La canción repetía «cuánto te echo de menos» y yo me puse triste. Agaché la mirada, pero sus dedos se movieron junto a los míos, como recordándome que estaba allí, cogido a mi mano.
—Me voy a México la semana que viene. —Se volvió hacia mí con cierta alarma en la expresión, pero lo tranquilicé añadiendo—: Por una semana.
—Ah… pues… bien, ¿no? ¿A qué parte?
—A Guadalajara y luego a Acapulco, a unas sesiones de fotos. No sé por qué, pero quería contártelo desde que nos despedimos en el apartamento de Jimena.

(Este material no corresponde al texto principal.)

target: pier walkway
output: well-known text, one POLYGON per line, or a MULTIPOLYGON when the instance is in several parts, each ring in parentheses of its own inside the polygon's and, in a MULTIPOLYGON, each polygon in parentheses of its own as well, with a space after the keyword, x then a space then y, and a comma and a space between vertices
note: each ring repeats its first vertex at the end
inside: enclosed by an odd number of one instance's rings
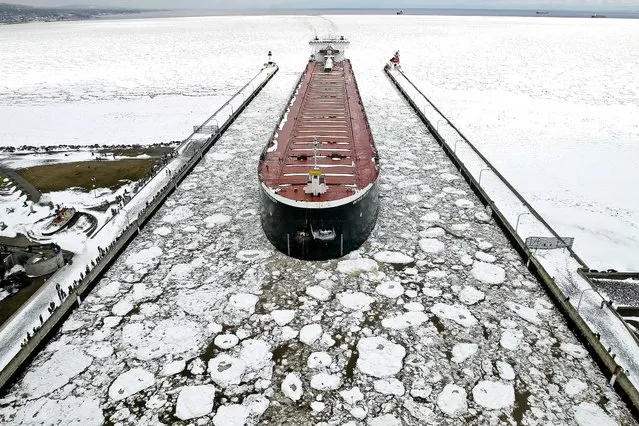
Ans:
POLYGON ((588 342, 610 383, 617 383, 639 408, 639 343, 612 303, 593 288, 585 262, 570 247, 527 247, 528 237, 560 236, 401 69, 386 67, 385 72, 588 342))
POLYGON ((190 173, 244 108, 277 73, 269 63, 231 99, 211 115, 176 149, 174 157, 150 179, 76 253, 73 263, 58 270, 48 282, 0 328, 0 388, 38 348, 66 313, 153 216, 166 197, 190 173))

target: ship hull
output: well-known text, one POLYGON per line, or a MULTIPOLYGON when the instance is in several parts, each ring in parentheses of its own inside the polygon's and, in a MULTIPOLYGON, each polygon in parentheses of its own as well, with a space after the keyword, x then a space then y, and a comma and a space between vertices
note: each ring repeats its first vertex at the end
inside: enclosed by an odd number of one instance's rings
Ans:
POLYGON ((360 197, 339 206, 305 208, 278 201, 260 185, 264 234, 278 250, 297 259, 342 257, 366 241, 377 221, 377 181, 361 192, 360 197))

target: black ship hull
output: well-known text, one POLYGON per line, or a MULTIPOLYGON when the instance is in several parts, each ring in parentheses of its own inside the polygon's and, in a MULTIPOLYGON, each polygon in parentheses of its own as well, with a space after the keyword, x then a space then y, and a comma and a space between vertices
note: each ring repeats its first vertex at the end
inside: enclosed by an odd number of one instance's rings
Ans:
POLYGON ((359 248, 375 227, 378 212, 377 181, 355 200, 322 208, 278 201, 260 185, 264 233, 279 251, 297 259, 335 259, 359 248))

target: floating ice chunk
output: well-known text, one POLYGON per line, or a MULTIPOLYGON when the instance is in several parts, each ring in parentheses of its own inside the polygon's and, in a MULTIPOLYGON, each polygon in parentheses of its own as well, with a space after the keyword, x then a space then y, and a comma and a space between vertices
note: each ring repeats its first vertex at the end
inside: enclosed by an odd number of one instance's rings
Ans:
POLYGON ((166 278, 168 280, 183 281, 193 272, 193 265, 190 263, 178 263, 173 265, 166 278))
POLYGON ((392 263, 395 265, 405 265, 415 261, 412 257, 398 251, 379 251, 375 253, 373 258, 380 263, 392 263))
POLYGON ((488 251, 493 248, 493 245, 488 241, 479 241, 477 247, 479 247, 480 250, 488 251))
POLYGON ((404 304, 404 309, 406 309, 407 311, 412 311, 412 312, 422 312, 426 308, 424 308, 424 305, 422 305, 421 303, 408 302, 404 304))
POLYGON ((508 350, 514 351, 519 347, 521 339, 524 338, 524 333, 521 330, 515 328, 509 328, 501 333, 501 339, 499 344, 508 350))
POLYGON ((325 302, 331 297, 331 292, 326 290, 324 287, 320 287, 318 285, 312 285, 306 288, 306 294, 311 296, 313 299, 317 299, 319 301, 325 302))
POLYGON ((108 342, 97 342, 87 348, 87 353, 98 359, 108 358, 113 355, 113 346, 108 342))
MULTIPOLYGON (((157 246, 142 249, 137 253, 131 253, 126 259, 126 264, 133 270, 138 270, 144 265, 152 265, 158 257, 162 256, 162 249, 157 246)), ((99 292, 98 292, 99 294, 99 292)))
POLYGON ((519 315, 531 324, 539 325, 541 320, 537 316, 537 311, 515 302, 506 302, 505 305, 514 313, 519 315))
POLYGON ((475 220, 481 223, 488 223, 490 222, 490 215, 484 212, 477 212, 475 213, 475 220))
POLYGON ((444 231, 439 226, 434 226, 432 228, 428 228, 424 231, 419 232, 419 236, 421 238, 437 238, 437 237, 441 237, 444 234, 446 234, 446 231, 444 231))
POLYGON ((316 413, 321 413, 326 408, 326 404, 320 401, 313 401, 310 403, 310 406, 311 410, 315 411, 316 413))
POLYGON ((248 416, 249 410, 243 405, 222 405, 213 417, 213 424, 215 426, 244 426, 248 416))
POLYGON ((475 203, 465 198, 460 198, 459 200, 455 201, 455 205, 460 209, 472 209, 473 207, 475 207, 475 203))
POLYGON ((311 387, 317 390, 336 390, 342 386, 339 374, 317 373, 311 377, 311 387))
POLYGON ((186 361, 183 359, 179 359, 177 361, 169 362, 168 364, 164 364, 162 367, 162 372, 160 375, 162 376, 174 376, 176 374, 181 373, 186 368, 186 361))
POLYGON ((222 387, 239 385, 246 371, 244 361, 227 354, 220 354, 209 360, 211 379, 222 387))
POLYGON ((166 223, 178 223, 186 221, 186 219, 193 216, 193 210, 188 206, 177 206, 173 210, 169 211, 162 218, 162 222, 166 223))
POLYGON ((383 414, 369 419, 368 426, 402 426, 402 422, 392 414, 383 414))
POLYGON ((419 248, 426 253, 439 253, 446 245, 435 238, 422 238, 419 240, 419 248))
POLYGON ((22 387, 29 398, 39 398, 69 383, 92 362, 78 347, 63 345, 40 368, 27 371, 22 387))
POLYGON ((260 298, 254 294, 237 293, 229 298, 225 311, 242 311, 244 314, 250 315, 255 312, 255 304, 258 300, 260 298))
POLYGON ((446 278, 447 276, 448 274, 446 273, 446 271, 440 271, 439 269, 434 269, 432 271, 426 272, 426 278, 431 279, 442 279, 446 278))
POLYGON ((172 318, 160 321, 155 328, 141 339, 135 339, 135 356, 149 360, 162 355, 193 352, 200 345, 202 333, 200 325, 194 321, 172 318))
POLYGON ((575 407, 575 421, 579 426, 616 426, 618 423, 611 419, 597 404, 582 402, 575 407))
POLYGON ((588 351, 583 346, 573 345, 572 343, 562 343, 559 349, 575 358, 585 358, 588 356, 588 351))
POLYGON ((62 324, 62 332, 75 331, 84 326, 84 321, 68 319, 62 324))
POLYGON ((473 400, 482 407, 499 410, 515 403, 515 389, 510 383, 482 380, 473 388, 473 400))
POLYGON ((339 293, 337 300, 339 300, 339 303, 343 307, 353 311, 368 311, 371 308, 370 304, 375 301, 375 299, 369 295, 359 291, 355 293, 339 293))
MULTIPOLYGON (((3 416, 4 417, 4 416, 3 416)), ((16 412, 12 424, 100 426, 104 415, 98 398, 64 400, 40 398, 26 401, 16 412)))
POLYGON ((470 273, 485 284, 501 284, 506 279, 504 268, 485 262, 475 262, 470 273))
POLYGON ((322 335, 320 324, 307 324, 300 330, 300 341, 307 345, 312 345, 322 335))
MULTIPOLYGON (((113 305, 113 308, 111 308, 111 312, 113 313, 113 315, 123 317, 131 312, 132 309, 133 305, 131 303, 127 302, 126 300, 120 300, 118 303, 113 305)), ((120 320, 118 320, 118 322, 120 322, 120 320)))
POLYGON ((472 327, 477 324, 477 319, 465 306, 435 303, 430 310, 439 318, 452 320, 462 327, 472 327))
POLYGON ((344 402, 349 405, 355 405, 359 401, 364 400, 364 394, 359 390, 358 386, 352 387, 351 389, 344 389, 339 392, 339 395, 342 397, 344 402))
MULTIPOLYGON (((160 251, 160 254, 161 254, 161 251, 160 251)), ((128 259, 127 259, 127 263, 128 263, 128 259)), ((98 296, 102 298, 113 297, 120 292, 121 285, 122 284, 120 284, 119 281, 111 281, 109 284, 101 287, 98 290, 98 296)))
POLYGON ((240 260, 262 260, 270 256, 270 253, 266 250, 240 250, 237 252, 236 257, 240 260))
POLYGON ((292 327, 289 327, 288 325, 285 325, 284 327, 282 327, 280 331, 281 331, 280 338, 285 342, 296 338, 298 334, 297 330, 295 330, 292 327))
POLYGON ((195 419, 213 411, 215 386, 199 385, 182 388, 175 406, 175 417, 180 420, 195 419))
MULTIPOLYGON (((351 416, 355 417, 356 419, 363 419, 368 415, 368 408, 366 407, 353 407, 351 408, 351 410, 349 411, 349 413, 351 414, 351 416)), ((355 422, 353 422, 355 423, 355 422)), ((353 426, 357 426, 357 423, 355 423, 353 426)))
POLYGON ((373 377, 387 377, 402 369, 406 349, 383 337, 364 337, 357 342, 357 369, 373 377))
POLYGON ((295 311, 292 309, 277 310, 271 312, 271 317, 273 318, 273 321, 277 323, 277 325, 284 326, 293 321, 293 318, 295 318, 295 311))
POLYGON ((153 230, 153 233, 155 235, 159 235, 160 237, 166 237, 167 235, 171 233, 171 228, 168 226, 160 226, 158 228, 155 228, 153 230))
POLYGON ((586 390, 587 387, 588 385, 586 385, 584 382, 582 382, 579 379, 570 379, 568 380, 568 383, 566 383, 566 385, 564 386, 564 392, 566 392, 566 395, 573 396, 586 390))
POLYGON ((471 356, 475 355, 477 353, 477 349, 479 349, 477 343, 457 343, 453 346, 452 361, 461 364, 471 356))
POLYGON ((477 290, 475 287, 466 286, 459 291, 457 297, 459 297, 459 301, 465 305, 474 305, 484 300, 486 295, 483 291, 477 290))
POLYGON ((218 334, 213 343, 220 349, 231 349, 237 345, 240 339, 235 334, 218 334))
POLYGON ((273 353, 271 346, 262 339, 247 339, 242 342, 240 359, 244 361, 246 368, 260 370, 269 365, 273 353))
POLYGON ((326 352, 313 352, 306 361, 308 368, 328 368, 332 363, 333 358, 326 352))
POLYGON ((120 401, 153 386, 155 377, 143 368, 133 368, 118 376, 109 387, 109 397, 120 401))
POLYGON ((409 203, 419 203, 422 200, 422 196, 419 194, 408 194, 404 198, 406 198, 406 201, 409 203))
POLYGON ((423 312, 406 312, 394 317, 387 317, 382 320, 382 327, 392 330, 403 330, 408 327, 421 325, 428 321, 428 315, 423 312))
POLYGON ((425 404, 419 404, 411 398, 405 398, 403 406, 406 410, 408 410, 411 416, 415 417, 419 421, 417 424, 436 424, 433 419, 435 417, 435 413, 425 404))
POLYGON ((467 254, 463 254, 459 257, 459 261, 462 263, 462 265, 466 265, 466 266, 470 266, 473 264, 473 258, 470 257, 467 254))
POLYGON ((497 372, 504 380, 515 380, 515 371, 512 366, 504 361, 497 361, 497 372))
POLYGON ((288 373, 282 381, 282 393, 293 401, 302 397, 302 381, 295 373, 288 373))
POLYGON ((337 263, 337 270, 342 274, 359 275, 362 272, 376 271, 377 262, 366 258, 340 260, 337 263))
POLYGON ((437 406, 449 417, 459 417, 468 410, 464 388, 449 383, 437 396, 437 406))
POLYGON ((484 253, 483 251, 475 252, 475 259, 486 263, 493 263, 497 260, 492 254, 484 253))
POLYGON ((231 221, 231 216, 222 213, 215 213, 211 216, 204 218, 204 226, 207 228, 215 228, 218 225, 224 225, 231 221))
POLYGON ((373 387, 375 391, 384 395, 402 396, 406 392, 404 384, 394 377, 375 380, 373 387))
POLYGON ((384 281, 375 287, 375 291, 382 296, 395 299, 404 294, 404 287, 396 281, 384 281))
POLYGON ((440 174, 439 177, 449 182, 459 179, 457 175, 448 172, 440 174))
POLYGON ((442 291, 438 288, 424 286, 422 292, 428 297, 439 297, 442 295, 442 291))

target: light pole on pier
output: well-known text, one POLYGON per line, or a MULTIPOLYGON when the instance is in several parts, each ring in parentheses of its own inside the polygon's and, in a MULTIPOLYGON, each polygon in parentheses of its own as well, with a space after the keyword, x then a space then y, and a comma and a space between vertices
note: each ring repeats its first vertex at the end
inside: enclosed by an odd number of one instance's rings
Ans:
POLYGON ((490 169, 481 169, 479 171, 479 181, 477 182, 479 185, 481 185, 481 174, 484 173, 486 170, 490 170, 490 169))
POLYGON ((446 120, 437 120, 437 126, 436 126, 437 133, 439 133, 439 123, 445 123, 445 122, 446 122, 446 120))
POLYGON ((581 292, 581 294, 579 295, 579 302, 577 302, 577 313, 579 313, 579 306, 581 306, 581 298, 584 297, 584 293, 588 290, 594 290, 594 288, 588 287, 581 292))
POLYGON ((515 225, 515 234, 517 233, 517 228, 519 228, 519 219, 521 219, 521 217, 525 214, 530 214, 529 212, 523 212, 523 213, 519 213, 519 215, 517 216, 517 224, 515 225))

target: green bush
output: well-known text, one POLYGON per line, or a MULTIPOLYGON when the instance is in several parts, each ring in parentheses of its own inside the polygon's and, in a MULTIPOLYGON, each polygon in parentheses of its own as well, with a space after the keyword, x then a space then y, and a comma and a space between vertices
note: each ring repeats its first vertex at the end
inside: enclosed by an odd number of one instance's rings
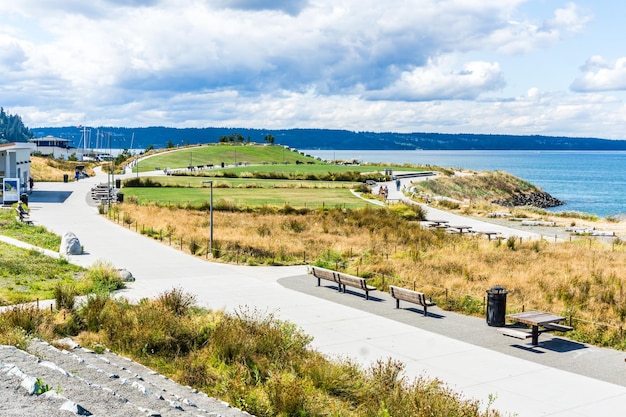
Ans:
POLYGON ((97 261, 87 270, 85 277, 91 284, 91 290, 97 293, 107 293, 126 287, 119 271, 106 262, 97 261))
POLYGON ((70 285, 57 284, 54 287, 54 301, 58 310, 74 310, 76 303, 76 288, 70 285))

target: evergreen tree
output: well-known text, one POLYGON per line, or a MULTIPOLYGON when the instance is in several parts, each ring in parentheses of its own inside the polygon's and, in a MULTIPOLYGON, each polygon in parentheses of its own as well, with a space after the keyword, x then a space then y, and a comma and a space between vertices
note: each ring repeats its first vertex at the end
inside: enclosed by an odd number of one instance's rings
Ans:
POLYGON ((0 143, 26 142, 32 137, 33 133, 24 126, 20 116, 8 114, 0 107, 0 143))

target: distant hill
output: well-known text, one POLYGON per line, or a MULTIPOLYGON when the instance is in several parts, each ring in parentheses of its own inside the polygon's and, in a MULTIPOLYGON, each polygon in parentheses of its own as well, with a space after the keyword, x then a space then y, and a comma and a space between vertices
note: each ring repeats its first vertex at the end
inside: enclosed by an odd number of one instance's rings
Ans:
MULTIPOLYGON (((89 148, 145 149, 218 142, 222 136, 242 135, 246 141, 264 143, 273 135, 275 143, 297 149, 362 150, 626 150, 626 140, 561 136, 515 136, 447 133, 375 133, 331 129, 234 129, 171 127, 98 127, 85 129, 89 148), (96 145, 97 144, 97 145, 96 145)), ((81 127, 38 127, 35 137, 52 135, 71 139, 82 148, 81 127)))

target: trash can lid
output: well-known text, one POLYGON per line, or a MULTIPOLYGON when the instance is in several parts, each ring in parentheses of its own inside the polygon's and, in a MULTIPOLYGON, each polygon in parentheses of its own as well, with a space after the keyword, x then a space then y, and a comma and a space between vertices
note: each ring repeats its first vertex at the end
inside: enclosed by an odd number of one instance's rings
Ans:
POLYGON ((493 287, 488 289, 487 292, 489 294, 507 294, 508 293, 507 290, 505 290, 504 288, 500 287, 499 285, 494 285, 493 287))

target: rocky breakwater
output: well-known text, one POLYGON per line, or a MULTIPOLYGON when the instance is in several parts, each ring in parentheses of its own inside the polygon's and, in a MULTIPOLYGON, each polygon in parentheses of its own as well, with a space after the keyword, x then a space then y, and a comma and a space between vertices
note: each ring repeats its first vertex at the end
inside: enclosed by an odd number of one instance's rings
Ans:
POLYGON ((494 200, 494 204, 498 204, 505 207, 520 207, 520 206, 532 206, 539 208, 558 207, 565 204, 558 198, 552 197, 550 194, 544 191, 535 191, 532 193, 515 194, 510 198, 504 200, 494 200))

—Quizá porque odias volar y tienes la «creencia» de que si hablas de tus viajes con la gente, no te pasará nada —se burló.
No pude contestarle. La voz de Rosi llamándole como cuando éramos unos críos abrió un boquete en la espiral de futuro que nos envolvía y ambos nos giramos para buscarla. Su cuello quedó cerca de mí y no pude evitar susurrar:
—Quizá deseaba contártelo porque quiero decirte que hasta que vuelva te echaré de menos.
Su cabeza se volvió unos grados hacia mí y sonrió.
—Entonces yo tendré que decirte que estaré encantado de inventar una excusa que haga completamente necesario que nos veamos cuando vuelvas.
Rosi volvió a gritar y a maldecir. No podíamos verla aún, pero se acercaba… como Leo a mí. Su nariz golpeó con suavidad la punta de la mía en una caricia mitad beso prohibido mitad promesa. Hasta con los ojos cerrados supe que él también los tenía cerrados.
—Tienes que irte.
—Sí. —Asumió con los ojos cerrados—. Pero es que me cuesta.
—Me tienes muy vista —bromeé.
Abrí los ojos con pereza y otro jirón de recuerdos aún imposibles se deshizo en el aire, dejándonos más expuestos. Leo abrió los suyos también y me estudió…
—¿Qué? —pregunté.
—¿Quién eres?
«¿Qué más da quién soy si quiero serlo contigo?», pensé.
—¡¡Leooooo!! —gritó su madre.
—Vete antes de que te llame por tu nombre completo.
—Y rompa más la magia.
La ausencia de sus dedos entre los míos me pareció insoportable, pero se aligeró cuando tras levantarse y sacudirse el polvo de los pantalones, me sonrió.
—Me encantan tus camisas blancas —confesé.
—¿Sí? —Se miró fugazmente—. Qué curioso…, te quedarían mucho mejor a ti.
El sonido de sus pasos por la gravilla se despidió de mí por él. De mí y de la noche en la que, sin necesidad de besos, prometimos más con hechos que con años de palabras.